We aspire to capture the sentiment of the "commons" once again in a modern and complex era. Though, before anything can be done, we must first grow grains. At Palouse Colony farm we grow landrace grains or, as I am fond of saying, "we grow the grains God made." These landrace grains are ancient pre-hybridized varieties ("races") of wheat, barley, oats, rye, and other grains which nature has caused to flourish in areas ("lands") throughout the world where they adapted to local environmental conditions. Genetic diversity and natural selection have conditioned these landrace varieties to be remarkably resilient and quick to adapt to new locations. Through often painstaking efforts we have found, reintroduced and caused to flourish many of the landraces which the very progenitors of our blood had grown in the soil of which we are now stewards. Varieties like Palouse Heritage White Lammas, known to history as "Hudson's Bay Wheat," originated as a landrace in the Celitc Aisles and is the original cereal grain of the Pacific Northwest. Palouse Heritage Red Walla Walla is a soft red landrace wheat hailing from Great Britain that was sown and thrived from Walla Walla to the Palouse after 1890. Palouse Heritage Bere Barley is a landrace from the Orkney Islands and the "grain that gave beer it's name." Palouse Heritage Purple Egyptian barley is a hulless, glassy purple barley with its heritage in Egypt and raised by our Russian ancestors in southern Russia.
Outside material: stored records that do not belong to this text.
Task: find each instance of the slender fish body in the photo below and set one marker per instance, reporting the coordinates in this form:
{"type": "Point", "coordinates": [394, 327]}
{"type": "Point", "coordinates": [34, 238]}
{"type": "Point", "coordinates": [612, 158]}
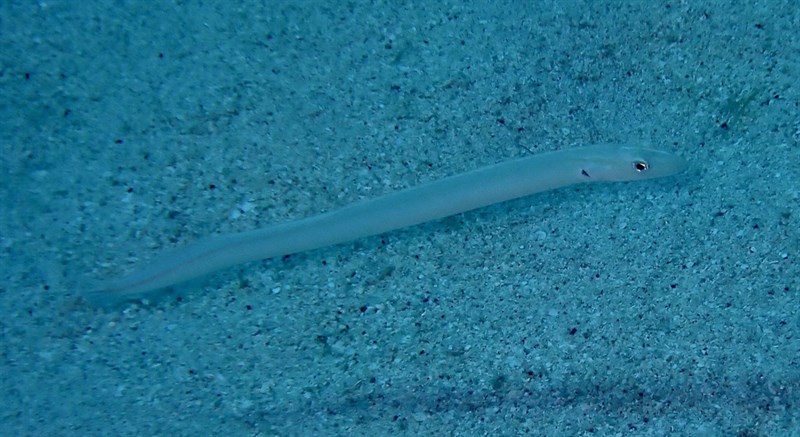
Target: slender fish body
{"type": "Point", "coordinates": [453, 195]}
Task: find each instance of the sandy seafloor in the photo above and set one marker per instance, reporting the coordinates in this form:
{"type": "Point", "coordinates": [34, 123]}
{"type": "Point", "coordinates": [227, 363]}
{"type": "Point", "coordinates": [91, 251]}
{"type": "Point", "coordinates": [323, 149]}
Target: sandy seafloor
{"type": "Point", "coordinates": [665, 307]}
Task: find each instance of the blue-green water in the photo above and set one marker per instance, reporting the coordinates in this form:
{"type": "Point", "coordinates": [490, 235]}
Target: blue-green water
{"type": "Point", "coordinates": [664, 307]}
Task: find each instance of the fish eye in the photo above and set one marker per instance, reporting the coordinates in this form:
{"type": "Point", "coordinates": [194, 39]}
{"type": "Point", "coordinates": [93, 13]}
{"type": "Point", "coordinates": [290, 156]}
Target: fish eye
{"type": "Point", "coordinates": [641, 166]}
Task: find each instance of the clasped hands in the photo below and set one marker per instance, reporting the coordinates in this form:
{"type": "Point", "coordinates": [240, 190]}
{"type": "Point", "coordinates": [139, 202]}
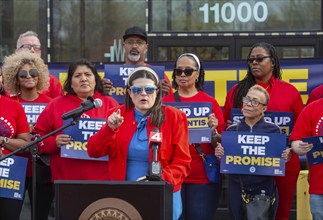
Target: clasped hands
{"type": "Point", "coordinates": [115, 120]}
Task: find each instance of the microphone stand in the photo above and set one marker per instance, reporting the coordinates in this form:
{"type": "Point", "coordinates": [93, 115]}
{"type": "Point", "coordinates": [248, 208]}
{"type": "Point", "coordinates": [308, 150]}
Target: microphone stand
{"type": "Point", "coordinates": [32, 146]}
{"type": "Point", "coordinates": [154, 173]}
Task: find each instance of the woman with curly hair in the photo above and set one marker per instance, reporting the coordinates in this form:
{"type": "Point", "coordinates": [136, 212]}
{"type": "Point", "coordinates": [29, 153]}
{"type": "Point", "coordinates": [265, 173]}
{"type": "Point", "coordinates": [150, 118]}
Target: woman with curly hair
{"type": "Point", "coordinates": [200, 196]}
{"type": "Point", "coordinates": [25, 77]}
{"type": "Point", "coordinates": [14, 133]}
{"type": "Point", "coordinates": [264, 70]}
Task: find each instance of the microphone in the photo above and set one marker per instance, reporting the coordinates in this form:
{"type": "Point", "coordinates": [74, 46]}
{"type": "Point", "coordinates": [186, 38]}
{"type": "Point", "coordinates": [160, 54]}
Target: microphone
{"type": "Point", "coordinates": [155, 139]}
{"type": "Point", "coordinates": [87, 105]}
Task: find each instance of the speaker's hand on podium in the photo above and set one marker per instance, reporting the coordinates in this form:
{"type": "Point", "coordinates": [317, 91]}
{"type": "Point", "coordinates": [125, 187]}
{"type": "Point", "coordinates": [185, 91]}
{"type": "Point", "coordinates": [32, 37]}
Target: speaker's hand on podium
{"type": "Point", "coordinates": [143, 178]}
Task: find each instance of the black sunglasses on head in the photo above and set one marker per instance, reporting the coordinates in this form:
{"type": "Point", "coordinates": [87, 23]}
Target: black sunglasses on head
{"type": "Point", "coordinates": [257, 59]}
{"type": "Point", "coordinates": [33, 73]}
{"type": "Point", "coordinates": [187, 71]}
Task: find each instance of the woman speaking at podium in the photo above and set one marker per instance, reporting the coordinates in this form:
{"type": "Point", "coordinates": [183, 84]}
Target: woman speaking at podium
{"type": "Point", "coordinates": [125, 136]}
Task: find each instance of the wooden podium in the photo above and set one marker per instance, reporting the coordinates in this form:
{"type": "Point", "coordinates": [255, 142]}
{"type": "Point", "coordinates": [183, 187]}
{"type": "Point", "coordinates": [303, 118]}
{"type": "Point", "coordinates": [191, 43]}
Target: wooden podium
{"type": "Point", "coordinates": [113, 200]}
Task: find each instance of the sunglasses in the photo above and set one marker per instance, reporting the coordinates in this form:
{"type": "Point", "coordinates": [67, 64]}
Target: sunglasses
{"type": "Point", "coordinates": [254, 102]}
{"type": "Point", "coordinates": [187, 71]}
{"type": "Point", "coordinates": [29, 47]}
{"type": "Point", "coordinates": [33, 73]}
{"type": "Point", "coordinates": [257, 59]}
{"type": "Point", "coordinates": [137, 90]}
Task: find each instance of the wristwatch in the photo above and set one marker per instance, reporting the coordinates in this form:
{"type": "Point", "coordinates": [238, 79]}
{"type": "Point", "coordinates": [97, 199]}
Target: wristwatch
{"type": "Point", "coordinates": [5, 140]}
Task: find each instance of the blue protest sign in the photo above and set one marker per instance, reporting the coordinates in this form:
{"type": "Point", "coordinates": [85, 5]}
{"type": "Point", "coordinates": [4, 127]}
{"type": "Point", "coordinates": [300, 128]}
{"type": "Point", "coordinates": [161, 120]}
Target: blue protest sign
{"type": "Point", "coordinates": [118, 74]}
{"type": "Point", "coordinates": [197, 116]}
{"type": "Point", "coordinates": [80, 133]}
{"type": "Point", "coordinates": [315, 155]}
{"type": "Point", "coordinates": [12, 177]}
{"type": "Point", "coordinates": [253, 153]}
{"type": "Point", "coordinates": [282, 119]}
{"type": "Point", "coordinates": [33, 111]}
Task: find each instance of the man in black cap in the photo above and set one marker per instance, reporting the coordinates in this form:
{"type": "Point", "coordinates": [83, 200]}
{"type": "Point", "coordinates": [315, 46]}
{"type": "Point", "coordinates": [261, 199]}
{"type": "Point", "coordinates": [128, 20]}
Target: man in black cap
{"type": "Point", "coordinates": [136, 47]}
{"type": "Point", "coordinates": [135, 44]}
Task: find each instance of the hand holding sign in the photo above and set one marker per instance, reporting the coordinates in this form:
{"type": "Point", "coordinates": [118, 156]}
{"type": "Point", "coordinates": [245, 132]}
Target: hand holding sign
{"type": "Point", "coordinates": [107, 85]}
{"type": "Point", "coordinates": [63, 139]}
{"type": "Point", "coordinates": [213, 123]}
{"type": "Point", "coordinates": [115, 119]}
{"type": "Point", "coordinates": [287, 154]}
{"type": "Point", "coordinates": [219, 151]}
{"type": "Point", "coordinates": [301, 148]}
{"type": "Point", "coordinates": [165, 87]}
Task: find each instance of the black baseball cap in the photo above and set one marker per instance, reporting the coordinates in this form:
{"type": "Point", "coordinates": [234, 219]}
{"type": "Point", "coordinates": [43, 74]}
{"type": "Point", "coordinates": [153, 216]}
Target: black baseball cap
{"type": "Point", "coordinates": [135, 31]}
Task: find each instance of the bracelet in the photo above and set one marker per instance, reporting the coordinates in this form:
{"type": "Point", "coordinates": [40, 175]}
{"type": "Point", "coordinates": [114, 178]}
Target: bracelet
{"type": "Point", "coordinates": [216, 134]}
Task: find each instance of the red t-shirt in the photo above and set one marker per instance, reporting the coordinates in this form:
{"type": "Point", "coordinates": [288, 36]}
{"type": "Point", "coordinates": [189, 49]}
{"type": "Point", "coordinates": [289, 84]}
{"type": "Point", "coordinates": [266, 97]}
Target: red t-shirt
{"type": "Point", "coordinates": [198, 175]}
{"type": "Point", "coordinates": [13, 120]}
{"type": "Point", "coordinates": [40, 99]}
{"type": "Point", "coordinates": [55, 88]}
{"type": "Point", "coordinates": [51, 119]}
{"type": "Point", "coordinates": [310, 123]}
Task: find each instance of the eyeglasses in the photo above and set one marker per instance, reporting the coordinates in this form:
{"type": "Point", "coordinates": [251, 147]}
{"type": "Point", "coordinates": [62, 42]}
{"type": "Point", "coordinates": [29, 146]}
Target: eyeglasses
{"type": "Point", "coordinates": [187, 71]}
{"type": "Point", "coordinates": [257, 59]}
{"type": "Point", "coordinates": [254, 102]}
{"type": "Point", "coordinates": [29, 46]}
{"type": "Point", "coordinates": [137, 90]}
{"type": "Point", "coordinates": [33, 73]}
{"type": "Point", "coordinates": [137, 42]}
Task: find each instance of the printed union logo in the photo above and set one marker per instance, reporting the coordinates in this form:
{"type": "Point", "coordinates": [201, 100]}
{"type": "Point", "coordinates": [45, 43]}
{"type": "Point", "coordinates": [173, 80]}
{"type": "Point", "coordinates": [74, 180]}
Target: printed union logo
{"type": "Point", "coordinates": [205, 139]}
{"type": "Point", "coordinates": [277, 171]}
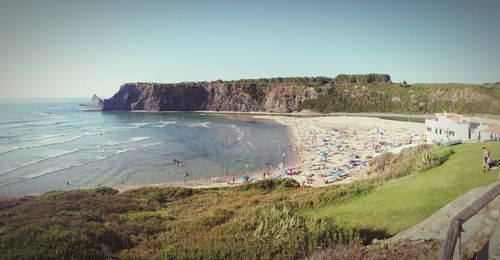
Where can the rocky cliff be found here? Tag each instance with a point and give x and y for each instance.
(244, 96)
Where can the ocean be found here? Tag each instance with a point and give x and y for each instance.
(57, 144)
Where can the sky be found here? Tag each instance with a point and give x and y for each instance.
(53, 49)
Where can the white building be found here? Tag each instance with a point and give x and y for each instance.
(447, 127)
(491, 132)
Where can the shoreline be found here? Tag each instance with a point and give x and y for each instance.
(302, 159)
(308, 134)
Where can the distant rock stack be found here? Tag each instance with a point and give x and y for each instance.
(95, 101)
(212, 96)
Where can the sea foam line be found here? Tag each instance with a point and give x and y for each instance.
(39, 160)
(8, 149)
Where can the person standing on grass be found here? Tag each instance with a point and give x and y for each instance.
(486, 157)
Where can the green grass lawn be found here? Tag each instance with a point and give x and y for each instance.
(404, 202)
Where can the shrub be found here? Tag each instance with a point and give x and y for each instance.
(270, 184)
(162, 195)
(104, 191)
(145, 215)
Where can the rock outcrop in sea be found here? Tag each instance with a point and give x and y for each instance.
(95, 101)
(213, 96)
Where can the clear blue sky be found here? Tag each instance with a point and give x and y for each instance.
(77, 48)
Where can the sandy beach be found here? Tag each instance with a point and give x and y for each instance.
(329, 150)
(336, 150)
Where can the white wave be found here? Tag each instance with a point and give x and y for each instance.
(44, 137)
(201, 125)
(51, 170)
(152, 144)
(56, 155)
(43, 142)
(136, 125)
(113, 153)
(168, 122)
(129, 140)
(239, 133)
(164, 123)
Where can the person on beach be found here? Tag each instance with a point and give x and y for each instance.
(486, 158)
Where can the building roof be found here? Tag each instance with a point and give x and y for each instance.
(453, 117)
(495, 129)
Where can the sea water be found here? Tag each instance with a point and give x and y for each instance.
(57, 144)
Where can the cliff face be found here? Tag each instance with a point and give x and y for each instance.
(214, 96)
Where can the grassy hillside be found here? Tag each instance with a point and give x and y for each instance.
(376, 93)
(404, 202)
(400, 98)
(269, 219)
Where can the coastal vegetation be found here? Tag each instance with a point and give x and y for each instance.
(344, 93)
(404, 98)
(267, 219)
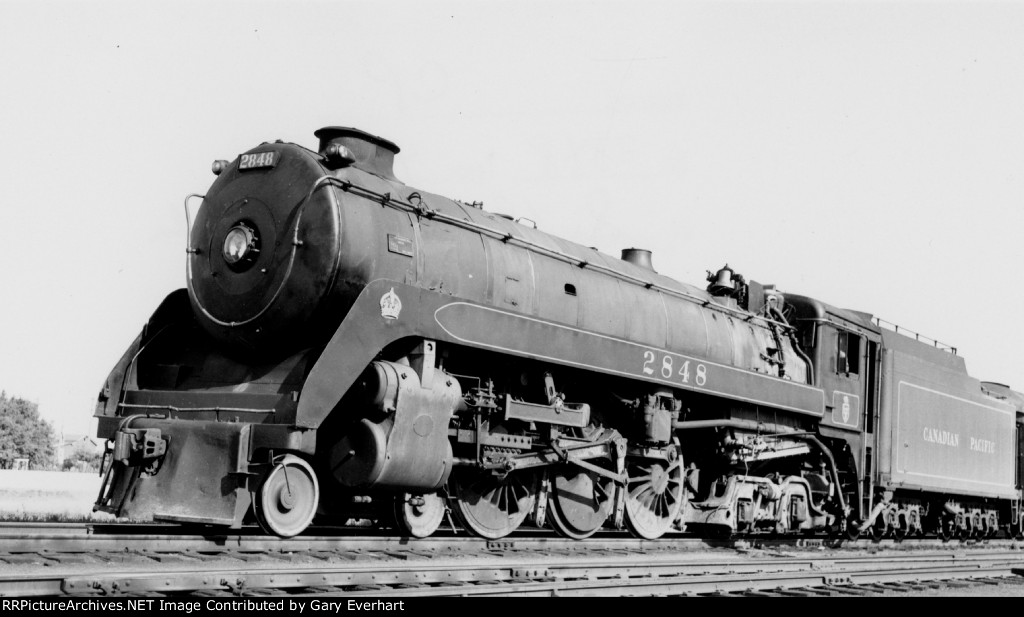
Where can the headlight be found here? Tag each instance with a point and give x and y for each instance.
(241, 247)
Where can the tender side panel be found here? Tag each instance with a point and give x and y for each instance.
(942, 434)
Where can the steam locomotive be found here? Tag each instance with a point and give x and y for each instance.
(349, 347)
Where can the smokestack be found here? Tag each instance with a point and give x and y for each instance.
(638, 257)
(369, 152)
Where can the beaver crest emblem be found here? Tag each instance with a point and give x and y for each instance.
(390, 305)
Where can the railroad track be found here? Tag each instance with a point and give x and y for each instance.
(90, 560)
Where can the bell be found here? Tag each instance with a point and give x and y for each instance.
(722, 281)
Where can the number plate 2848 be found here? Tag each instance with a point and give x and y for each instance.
(257, 161)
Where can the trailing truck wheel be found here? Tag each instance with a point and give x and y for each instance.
(492, 507)
(286, 500)
(418, 516)
(654, 497)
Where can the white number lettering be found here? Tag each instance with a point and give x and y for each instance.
(648, 357)
(667, 367)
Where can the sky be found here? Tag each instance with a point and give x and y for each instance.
(866, 153)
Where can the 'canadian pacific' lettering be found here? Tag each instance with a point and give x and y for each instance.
(942, 437)
(983, 445)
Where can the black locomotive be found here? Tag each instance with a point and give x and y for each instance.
(350, 347)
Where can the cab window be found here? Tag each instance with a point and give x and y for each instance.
(848, 353)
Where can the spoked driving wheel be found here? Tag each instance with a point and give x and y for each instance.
(418, 516)
(580, 501)
(286, 500)
(654, 496)
(489, 505)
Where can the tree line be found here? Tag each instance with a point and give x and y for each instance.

The list goes on. At Palouse Colony Farm we aim to reintroduce the flavorful spectrum of these lovely forgotten varieties along with their tremendous health benefits back onto the northwest dinner table. Through cooperation and partnerships with area malters, millers, bakers, brewers and distillers, we aim to offer our kaleidoscope of grains in the form of healthy flours and delightful beverages, bringing something truly unique to the market place, while tending the land responsibly and sustainably. 

 

Why We Do It

The pioneers and explorers of our area embraced a sentiment of community, their lives and livelihoods were often predicated by it. The experience of the entrepreneur strays very little from this idea; leaning on friends, neighbors and partners to the end of reciprocal benefit. Borrowing from contemporary agrarian visionary Wendell Berry, having a neighbor is preferable to having his land. In this sense we like to place ourselves in the boots of our pioneer forebears; inviting others of like mind to co-opt in the prospect of mutual success, in the pursuit of “the commons” while sharing common cause in health, community, relationships and sustainability. We revere the memory of things worth remembering and the preservation of things worth preserving. We do it to create sustainable grain economies that seek to respectfully feed body, mind, and spirit.

We do what we do for success, not just for ourselves, but for those around us. We do what we do to make real for others what we have known and what is continually revealed to us; that we live in a remarkable earth with spectacular diversity and creativity—the hallmark of our Creator—and what’s more is that it was meant for us. For health. For hearth. And for heritage.